The United Nations Regional Information Networks recently carried a report about the premier of “In A Dark Time,” a documentary about groups affiliated with Zimbabwe’s corrupt government using rape as a weapon against dissidents in that country.

For example, the film includes a 16-year-old girl describing how a pro-government militia seize her and her siblings and then raped her as a punishment for her mother’s support of Zimbabwe’s main opposition party.

Amnesty International, Human Rights Watch, the International Crisis Group, and Physicians for Human Rights have all documented the ongoing systematic use of rape in Zimbabwe over the past several years. A 2002 Amnesty International report warned of “mounting reports of rape and sexual torture by the [pro-government] militia . . .”

UNRIN reports that studies of the use of torture and other illegal tactics by the government of Zimbabwe and its supporters have found that 40 percent of those subjected to such attacks have been women, who are frequently stripped naked and beaten. Beginning in the summer of 2001, pro-government supporters began using rape and other means of sexual torture with increasing frequency against female supporters of the opposition.
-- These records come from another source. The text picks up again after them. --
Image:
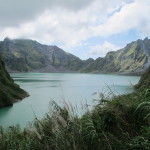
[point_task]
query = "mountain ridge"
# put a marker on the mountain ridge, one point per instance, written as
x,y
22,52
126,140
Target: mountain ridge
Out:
x,y
24,55
9,91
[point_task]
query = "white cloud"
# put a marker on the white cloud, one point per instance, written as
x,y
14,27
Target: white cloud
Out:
x,y
101,50
68,27
134,15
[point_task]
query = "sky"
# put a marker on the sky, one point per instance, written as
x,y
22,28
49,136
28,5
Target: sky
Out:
x,y
85,28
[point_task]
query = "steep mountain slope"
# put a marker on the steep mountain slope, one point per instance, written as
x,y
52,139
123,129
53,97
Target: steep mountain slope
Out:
x,y
144,82
9,91
28,55
134,58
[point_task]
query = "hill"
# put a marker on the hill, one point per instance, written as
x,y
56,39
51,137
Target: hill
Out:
x,y
22,55
9,91
27,55
134,58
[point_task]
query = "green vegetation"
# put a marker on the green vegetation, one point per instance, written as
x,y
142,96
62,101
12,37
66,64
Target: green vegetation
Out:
x,y
9,91
116,123
28,56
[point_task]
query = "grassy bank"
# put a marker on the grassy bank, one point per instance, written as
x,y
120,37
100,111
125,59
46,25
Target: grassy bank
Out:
x,y
119,123
116,123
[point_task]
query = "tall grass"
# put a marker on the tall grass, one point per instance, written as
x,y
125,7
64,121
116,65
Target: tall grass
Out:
x,y
116,123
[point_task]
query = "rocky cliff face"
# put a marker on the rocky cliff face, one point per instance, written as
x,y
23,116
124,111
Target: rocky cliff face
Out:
x,y
28,55
134,58
31,56
144,82
9,91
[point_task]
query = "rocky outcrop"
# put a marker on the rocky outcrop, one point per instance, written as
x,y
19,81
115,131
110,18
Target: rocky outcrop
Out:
x,y
132,59
27,55
30,56
9,91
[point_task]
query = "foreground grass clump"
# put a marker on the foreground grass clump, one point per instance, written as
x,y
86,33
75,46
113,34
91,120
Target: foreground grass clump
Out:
x,y
117,123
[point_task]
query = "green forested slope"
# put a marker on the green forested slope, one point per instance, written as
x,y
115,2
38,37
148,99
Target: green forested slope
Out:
x,y
9,91
28,56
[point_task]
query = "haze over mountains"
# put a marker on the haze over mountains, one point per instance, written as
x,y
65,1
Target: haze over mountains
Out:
x,y
23,55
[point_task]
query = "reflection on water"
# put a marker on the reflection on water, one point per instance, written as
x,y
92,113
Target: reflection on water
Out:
x,y
77,88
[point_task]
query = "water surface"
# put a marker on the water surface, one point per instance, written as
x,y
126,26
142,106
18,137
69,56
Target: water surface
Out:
x,y
77,88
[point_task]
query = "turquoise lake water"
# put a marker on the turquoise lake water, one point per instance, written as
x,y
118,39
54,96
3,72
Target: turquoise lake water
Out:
x,y
78,89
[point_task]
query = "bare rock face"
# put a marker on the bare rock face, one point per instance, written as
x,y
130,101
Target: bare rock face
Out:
x,y
22,55
9,91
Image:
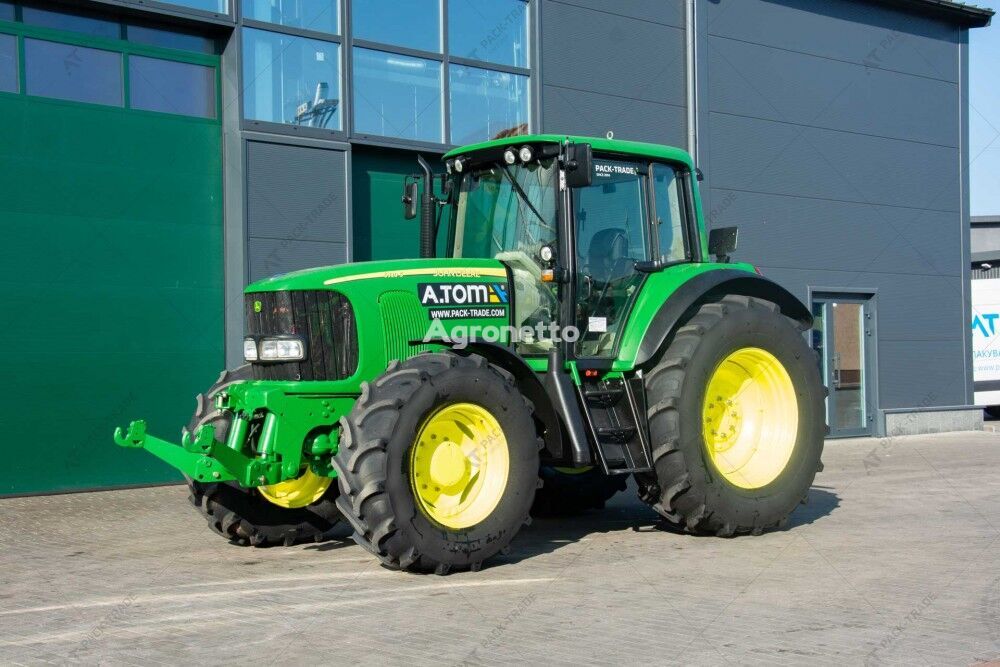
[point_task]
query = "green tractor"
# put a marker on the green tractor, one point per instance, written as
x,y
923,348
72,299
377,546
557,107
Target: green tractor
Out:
x,y
569,323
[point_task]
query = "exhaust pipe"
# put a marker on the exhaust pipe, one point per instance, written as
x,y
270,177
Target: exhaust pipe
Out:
x,y
426,210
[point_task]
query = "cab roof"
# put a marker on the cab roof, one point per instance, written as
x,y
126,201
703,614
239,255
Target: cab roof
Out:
x,y
603,145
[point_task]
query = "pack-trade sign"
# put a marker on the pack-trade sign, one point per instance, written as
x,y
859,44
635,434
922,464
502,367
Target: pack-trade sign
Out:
x,y
449,301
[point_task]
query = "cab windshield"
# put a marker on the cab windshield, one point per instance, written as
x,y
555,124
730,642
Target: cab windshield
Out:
x,y
508,212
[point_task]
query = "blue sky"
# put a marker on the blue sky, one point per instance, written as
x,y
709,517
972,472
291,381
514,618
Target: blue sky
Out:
x,y
984,118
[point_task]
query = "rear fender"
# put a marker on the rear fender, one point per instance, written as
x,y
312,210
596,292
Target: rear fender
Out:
x,y
710,286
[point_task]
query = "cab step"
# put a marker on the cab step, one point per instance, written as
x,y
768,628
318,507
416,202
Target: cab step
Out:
x,y
613,410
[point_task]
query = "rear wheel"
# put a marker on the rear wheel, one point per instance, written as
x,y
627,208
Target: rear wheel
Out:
x,y
438,463
297,510
567,491
736,420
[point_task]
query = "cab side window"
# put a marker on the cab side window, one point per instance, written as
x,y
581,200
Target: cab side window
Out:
x,y
669,220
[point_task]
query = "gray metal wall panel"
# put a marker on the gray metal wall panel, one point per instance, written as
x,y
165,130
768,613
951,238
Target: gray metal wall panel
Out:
x,y
834,137
809,90
593,114
921,373
864,33
296,192
600,72
296,207
756,155
269,257
667,12
919,346
783,231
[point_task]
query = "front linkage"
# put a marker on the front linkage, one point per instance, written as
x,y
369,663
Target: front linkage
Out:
x,y
264,444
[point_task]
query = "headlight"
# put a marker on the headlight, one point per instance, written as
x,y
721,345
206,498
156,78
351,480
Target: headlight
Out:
x,y
282,349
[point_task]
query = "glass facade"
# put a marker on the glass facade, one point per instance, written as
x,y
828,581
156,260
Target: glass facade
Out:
x,y
415,24
69,72
85,25
291,79
494,31
317,15
485,103
171,87
8,64
170,38
118,74
397,96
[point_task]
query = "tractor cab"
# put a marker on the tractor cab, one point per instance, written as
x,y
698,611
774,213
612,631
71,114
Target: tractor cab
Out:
x,y
578,224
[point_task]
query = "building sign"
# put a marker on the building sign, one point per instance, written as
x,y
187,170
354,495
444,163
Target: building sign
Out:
x,y
986,330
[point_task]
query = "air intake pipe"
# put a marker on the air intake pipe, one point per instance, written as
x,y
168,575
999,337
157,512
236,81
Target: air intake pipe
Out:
x,y
427,206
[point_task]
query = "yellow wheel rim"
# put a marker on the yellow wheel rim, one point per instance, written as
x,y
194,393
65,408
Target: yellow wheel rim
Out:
x,y
459,465
299,492
750,418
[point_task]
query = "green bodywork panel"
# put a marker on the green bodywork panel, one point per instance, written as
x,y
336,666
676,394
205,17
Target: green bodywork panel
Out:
x,y
394,302
111,267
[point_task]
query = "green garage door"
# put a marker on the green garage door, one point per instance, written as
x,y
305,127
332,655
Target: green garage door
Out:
x,y
111,247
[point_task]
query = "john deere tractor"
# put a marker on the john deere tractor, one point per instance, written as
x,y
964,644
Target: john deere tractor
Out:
x,y
569,323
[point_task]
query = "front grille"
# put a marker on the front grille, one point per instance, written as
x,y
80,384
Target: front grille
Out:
x,y
323,318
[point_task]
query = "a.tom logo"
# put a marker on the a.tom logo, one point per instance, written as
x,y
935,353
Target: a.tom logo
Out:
x,y
462,294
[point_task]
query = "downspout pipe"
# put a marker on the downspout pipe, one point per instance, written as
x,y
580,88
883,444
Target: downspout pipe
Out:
x,y
427,205
691,55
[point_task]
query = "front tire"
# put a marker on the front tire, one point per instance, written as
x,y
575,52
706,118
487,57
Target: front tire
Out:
x,y
736,420
246,516
438,463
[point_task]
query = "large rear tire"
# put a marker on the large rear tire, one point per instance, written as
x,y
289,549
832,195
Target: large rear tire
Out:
x,y
736,420
247,516
438,463
566,492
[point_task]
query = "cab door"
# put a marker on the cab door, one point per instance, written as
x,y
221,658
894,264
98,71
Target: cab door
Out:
x,y
612,218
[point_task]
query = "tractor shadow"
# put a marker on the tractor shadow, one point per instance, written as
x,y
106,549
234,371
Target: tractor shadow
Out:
x,y
625,512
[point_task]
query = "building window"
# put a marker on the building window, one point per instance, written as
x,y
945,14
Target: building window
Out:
x,y
171,87
69,72
485,104
170,38
397,96
288,79
414,24
85,25
214,6
8,63
494,31
317,15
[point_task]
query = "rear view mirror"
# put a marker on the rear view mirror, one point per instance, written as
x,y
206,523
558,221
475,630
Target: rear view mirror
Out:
x,y
579,165
409,199
722,242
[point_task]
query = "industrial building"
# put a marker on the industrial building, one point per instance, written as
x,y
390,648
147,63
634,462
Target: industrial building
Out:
x,y
157,156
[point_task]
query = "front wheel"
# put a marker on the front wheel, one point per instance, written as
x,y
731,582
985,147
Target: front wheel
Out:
x,y
438,463
736,420
297,510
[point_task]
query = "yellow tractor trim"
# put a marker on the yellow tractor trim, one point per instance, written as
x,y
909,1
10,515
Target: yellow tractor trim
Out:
x,y
459,465
751,418
304,490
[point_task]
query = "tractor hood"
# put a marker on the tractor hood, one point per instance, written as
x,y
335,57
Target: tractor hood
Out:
x,y
345,276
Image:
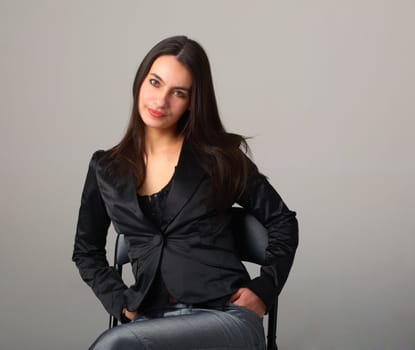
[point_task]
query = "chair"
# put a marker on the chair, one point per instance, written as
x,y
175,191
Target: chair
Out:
x,y
251,244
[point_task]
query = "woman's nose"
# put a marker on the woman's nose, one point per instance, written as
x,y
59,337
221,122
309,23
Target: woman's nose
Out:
x,y
162,98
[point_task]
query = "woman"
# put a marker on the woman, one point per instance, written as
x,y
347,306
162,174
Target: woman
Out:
x,y
168,186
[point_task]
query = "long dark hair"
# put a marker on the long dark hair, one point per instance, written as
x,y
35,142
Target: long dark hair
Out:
x,y
221,154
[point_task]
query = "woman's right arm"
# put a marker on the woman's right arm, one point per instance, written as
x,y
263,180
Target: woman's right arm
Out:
x,y
89,249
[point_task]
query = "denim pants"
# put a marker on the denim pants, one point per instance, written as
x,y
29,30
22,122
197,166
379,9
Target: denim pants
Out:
x,y
182,327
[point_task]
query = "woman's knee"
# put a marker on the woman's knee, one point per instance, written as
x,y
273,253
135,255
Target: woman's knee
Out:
x,y
118,338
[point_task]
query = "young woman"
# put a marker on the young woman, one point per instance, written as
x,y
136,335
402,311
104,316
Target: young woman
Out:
x,y
168,186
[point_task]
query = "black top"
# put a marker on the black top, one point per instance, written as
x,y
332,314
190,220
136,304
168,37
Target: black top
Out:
x,y
153,207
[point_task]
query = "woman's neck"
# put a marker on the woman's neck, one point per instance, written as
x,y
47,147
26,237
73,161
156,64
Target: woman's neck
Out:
x,y
157,141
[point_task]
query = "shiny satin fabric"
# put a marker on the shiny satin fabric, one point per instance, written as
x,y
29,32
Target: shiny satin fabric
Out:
x,y
194,248
182,327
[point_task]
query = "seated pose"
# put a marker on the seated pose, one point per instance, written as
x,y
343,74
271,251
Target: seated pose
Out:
x,y
169,186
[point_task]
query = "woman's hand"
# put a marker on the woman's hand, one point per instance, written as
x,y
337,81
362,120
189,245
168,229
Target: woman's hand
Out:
x,y
247,298
131,315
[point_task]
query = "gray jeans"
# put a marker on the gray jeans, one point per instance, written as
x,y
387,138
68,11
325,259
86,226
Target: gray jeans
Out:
x,y
182,327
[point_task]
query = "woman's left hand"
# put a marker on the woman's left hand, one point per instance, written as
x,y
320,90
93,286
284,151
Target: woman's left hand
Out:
x,y
247,298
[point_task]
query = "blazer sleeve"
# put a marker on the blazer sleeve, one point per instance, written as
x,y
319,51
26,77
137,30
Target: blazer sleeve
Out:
x,y
89,252
263,201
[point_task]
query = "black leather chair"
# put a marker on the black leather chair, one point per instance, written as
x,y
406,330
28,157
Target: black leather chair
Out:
x,y
252,242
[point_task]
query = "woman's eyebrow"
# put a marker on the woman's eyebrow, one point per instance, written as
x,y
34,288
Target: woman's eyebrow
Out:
x,y
175,87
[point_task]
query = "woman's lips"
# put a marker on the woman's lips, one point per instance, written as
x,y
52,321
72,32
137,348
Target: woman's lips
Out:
x,y
154,113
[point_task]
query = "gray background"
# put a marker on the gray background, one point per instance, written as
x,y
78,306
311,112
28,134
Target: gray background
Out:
x,y
326,88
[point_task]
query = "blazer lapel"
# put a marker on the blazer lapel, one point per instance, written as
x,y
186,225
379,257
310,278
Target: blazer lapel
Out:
x,y
187,177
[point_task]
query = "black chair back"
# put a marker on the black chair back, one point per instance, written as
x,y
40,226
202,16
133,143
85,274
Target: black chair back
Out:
x,y
252,240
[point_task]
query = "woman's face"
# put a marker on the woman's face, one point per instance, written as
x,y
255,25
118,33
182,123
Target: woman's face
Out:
x,y
164,94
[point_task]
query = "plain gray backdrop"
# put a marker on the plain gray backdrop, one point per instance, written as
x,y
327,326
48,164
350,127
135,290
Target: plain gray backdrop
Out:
x,y
326,89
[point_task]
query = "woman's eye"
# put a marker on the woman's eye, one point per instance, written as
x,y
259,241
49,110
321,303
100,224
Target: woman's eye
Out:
x,y
180,94
154,82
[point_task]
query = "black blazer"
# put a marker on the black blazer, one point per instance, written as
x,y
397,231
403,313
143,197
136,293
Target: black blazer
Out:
x,y
194,248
According to UNRIN, the pro-government militias are also illegally kidnapping women and forcing them into concubinage. The young women are forced to perform various domestic duties for the soldiers as well as have sex with them.

All of this, of course, is a direct violation of the Geneva Convention and other international treaties. Ironically, the documentary about these abuses was premiered in South Africa. South AFrica’s Thabo Mbeki has been a leading proponent of a policy of constructive engagement toward Zimbabwe, and has called, for example, for the readmission of Zimbabwe to the Commonwealth after its membership was suspended due to rising levels of political violence (Mbeki has also restored to calling critics of his appeasement policy “white supremacists”).

Source:

Focus on rape as a political weapon. UN Integrated Regional Information Networks, April 8, 2003.